Reusing recycled papers

Since forever, I've tried to use paper over and over again. It makes good environmental sense, and financial sense. I'm not entirely sure where I picked up the habit, but I remember having a lot of used-once-use-again paper in the house, as well as the GOOSE (Good-On-One-SidE) paper tray next to the photocopier when I worked in an office.

In the studio, reusing paper means printing on a sheet as many times as possible when doing test prints. The test prints all live in a drawer so that I can grab from the bottom of the pile and get new, dried sheets before starting on the "good stuff" for each print run. The offcuts from trimming notebooks also get tucked aside, along with our clean-up sheets.

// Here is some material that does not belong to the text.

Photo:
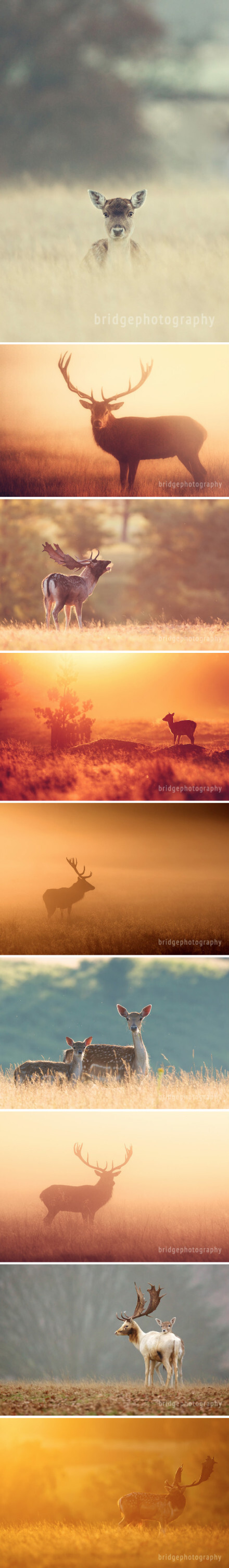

We've made notebooks from misprinted cards, paper weaving from offcuts of notebooks and posters. We've even made new paper from our offcuts! The list is almost endless for all the things you can do with scrap paper.

Sometimes these offcuts get made into new designs by other people too, like the amazing bookmarks my mum made when she was visiting last year.
mum with her thank you bookmarks
Ultimately, though, we're printers and we like to keep on printing. (Makers gonna make. Plus, it's rude to hoard these amazing scraps.) So, approximately once a year, we transform these offcuts and scraps from printed items and various other "waste" product that I've been hoarding into new things for you to play with!
Paper weaving
The first outing for these goodies was last weekend at the Green Maker Initiative sale in Bovey Tracey. We had scrap bags, scrap books, even a few bundles of blank cards from a paper stock that we're no longer using. Sadly for the mailing list, we sold out of the scrap bags.

I did, however, keep aside a few of our scrap books. These books are the sweetest lil things and have been hugely popular whenever we've posted about them on Instagram.

The scrap books contain last year's misprints, and clean-up sheets, interleaved with blank paper. They're perfect for journaling, mixed media, collage, and just flipping through. They have a gentle scent of printing ink, as the clean-up sheets are heavily inked. Those of you who enjoy the smell of a fresh book will love these scrap books. (Seriously, people were sniffing the books at the craft show last weekend. If you know, you know.)

For my fellow printers reading this: I highly recommend looking at your scrap pile and thinking about how you can convert some of your trash to treasure. I didn't invent the scrap bag, my cousin Nancy Jacobi has been putting together scrap bags for the JPP since the 1980s. Please, jump on the bandwagon! Anything we can do to reduce our impact whilst creating joyful materials for other makers is an idea that everyone should be part of.